For landlords renting a primary residence, a month-to-month lease allows them to move back into their home much easier over a long-term lease. Some landlords may want the flexibility of having an empty unit available, or the ability to lease it as a vacation home or executive rental, usually fully furnished.
Address Problem Tenants
A month-to-month rental offers an additional layer of flexibility that some landlords might find particularly appealing. It provides a way to get rid of a late-paying tenant or a tenant that does not respect the property more quickly than a long-term lease. “You ... have the option of terminating a lease whenever you choose once you have given a 30-day notice to the tenant,” according to Rocket Lawyer.
Conversely, a month-to-month rental agreement may be a good way to test whether a tenant will be a good long-term fit for a property. If the renter turns out to be a good tenant, it’s always possible to sign a long-term lease later.
Whatever your approach, make sure that you find the best tenants for your rental. TransUnion SmartMove can help with its comprehensive screening process which offers a tenant credit report, tenant criminal background check and eviction check.
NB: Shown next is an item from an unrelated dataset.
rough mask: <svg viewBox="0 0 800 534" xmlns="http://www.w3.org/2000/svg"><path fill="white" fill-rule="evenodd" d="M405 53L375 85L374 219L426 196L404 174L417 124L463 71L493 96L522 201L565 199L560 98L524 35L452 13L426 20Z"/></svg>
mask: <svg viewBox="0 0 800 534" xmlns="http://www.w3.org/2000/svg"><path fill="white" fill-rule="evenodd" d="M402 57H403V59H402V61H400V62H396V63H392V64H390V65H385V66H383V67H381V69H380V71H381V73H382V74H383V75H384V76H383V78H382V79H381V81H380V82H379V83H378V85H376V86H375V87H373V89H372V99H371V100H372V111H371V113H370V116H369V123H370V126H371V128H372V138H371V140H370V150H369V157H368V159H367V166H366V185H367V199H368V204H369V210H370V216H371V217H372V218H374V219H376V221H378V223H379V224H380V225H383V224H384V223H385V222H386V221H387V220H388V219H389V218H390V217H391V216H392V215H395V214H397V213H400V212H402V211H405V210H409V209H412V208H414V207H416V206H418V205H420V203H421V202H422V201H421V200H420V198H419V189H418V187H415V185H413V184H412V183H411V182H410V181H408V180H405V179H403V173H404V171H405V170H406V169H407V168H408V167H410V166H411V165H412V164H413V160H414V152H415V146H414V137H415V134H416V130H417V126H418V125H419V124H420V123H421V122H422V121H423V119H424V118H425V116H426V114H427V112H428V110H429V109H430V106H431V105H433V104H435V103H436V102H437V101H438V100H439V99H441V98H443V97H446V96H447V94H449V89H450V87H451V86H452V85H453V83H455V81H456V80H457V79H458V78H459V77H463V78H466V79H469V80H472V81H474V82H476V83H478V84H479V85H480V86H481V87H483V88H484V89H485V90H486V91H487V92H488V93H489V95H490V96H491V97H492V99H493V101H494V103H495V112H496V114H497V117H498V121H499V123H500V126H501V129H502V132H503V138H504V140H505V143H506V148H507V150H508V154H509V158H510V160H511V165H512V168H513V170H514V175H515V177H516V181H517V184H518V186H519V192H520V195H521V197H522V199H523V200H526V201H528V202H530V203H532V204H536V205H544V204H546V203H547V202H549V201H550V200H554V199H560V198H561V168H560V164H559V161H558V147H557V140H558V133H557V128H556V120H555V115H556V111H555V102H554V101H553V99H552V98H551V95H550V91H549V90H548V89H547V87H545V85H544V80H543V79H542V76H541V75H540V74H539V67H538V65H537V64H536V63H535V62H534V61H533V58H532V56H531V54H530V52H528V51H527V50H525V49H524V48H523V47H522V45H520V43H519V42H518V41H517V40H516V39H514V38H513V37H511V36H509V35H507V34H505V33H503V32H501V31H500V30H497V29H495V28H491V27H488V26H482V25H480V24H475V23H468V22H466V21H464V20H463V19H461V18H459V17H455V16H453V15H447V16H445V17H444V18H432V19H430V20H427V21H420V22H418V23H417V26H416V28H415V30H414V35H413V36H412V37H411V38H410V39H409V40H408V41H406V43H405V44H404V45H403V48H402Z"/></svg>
Disadvantages of a month-to-month rental agreement
Cost of Turnover
Tenant turnover can be expensive. Units must be cleaned, at the very least. They may also require a fresh coat of paint, new carpet or even significant repairs, depending on how the prior tenants left the property. It also takes time and money to advertise, show and fill a vacancy. And, of course, there is the cost of screening tenants, potentially several times each year.
Loss of Income
An empty unit means loss of income. As Rocket Lawyer notes, “In a rental market with lower occupancy rates, the potentially high turnover associated with shorter lease agreements may prove problematic, as new tenants may not be at the ready. An apartment without a lease equals loss of rental income.”
Colegrove, the Reluctant Landlord, says rentals in some areas fluctuate according to season. There are times of the year when demand is higher and others when it is lower. “Therefore it is really important to watch the market or you might have to get less than normal simply because of the time of year you have a vacancy,” she writes.
A month-to-month rental agreement means that a landlord is always 30 days away from having an empty unit. That may hinder a landlord’s ability to plan for the long term, both professionally and personally. Colegrove says she tries to plan rental availability around her schedule whenever possible. She advises, “Put your leases on long time periods when it’s going to be a stressful time period to prevent this from being an additional stressor.”
Month-to-month rental agreements offer great flexibility for both landlords and tenants, but there are a number of factors to consider before signing on the dotted line. Landlords may want to weigh the potential for higher income and other positives against the possibility that a unit could remain empty for weeks or disrupt personal plans. Market conditions and individual preferences regarding security of income may be the biggest factors to deciding between month-to-month rental agreements and long-term leases.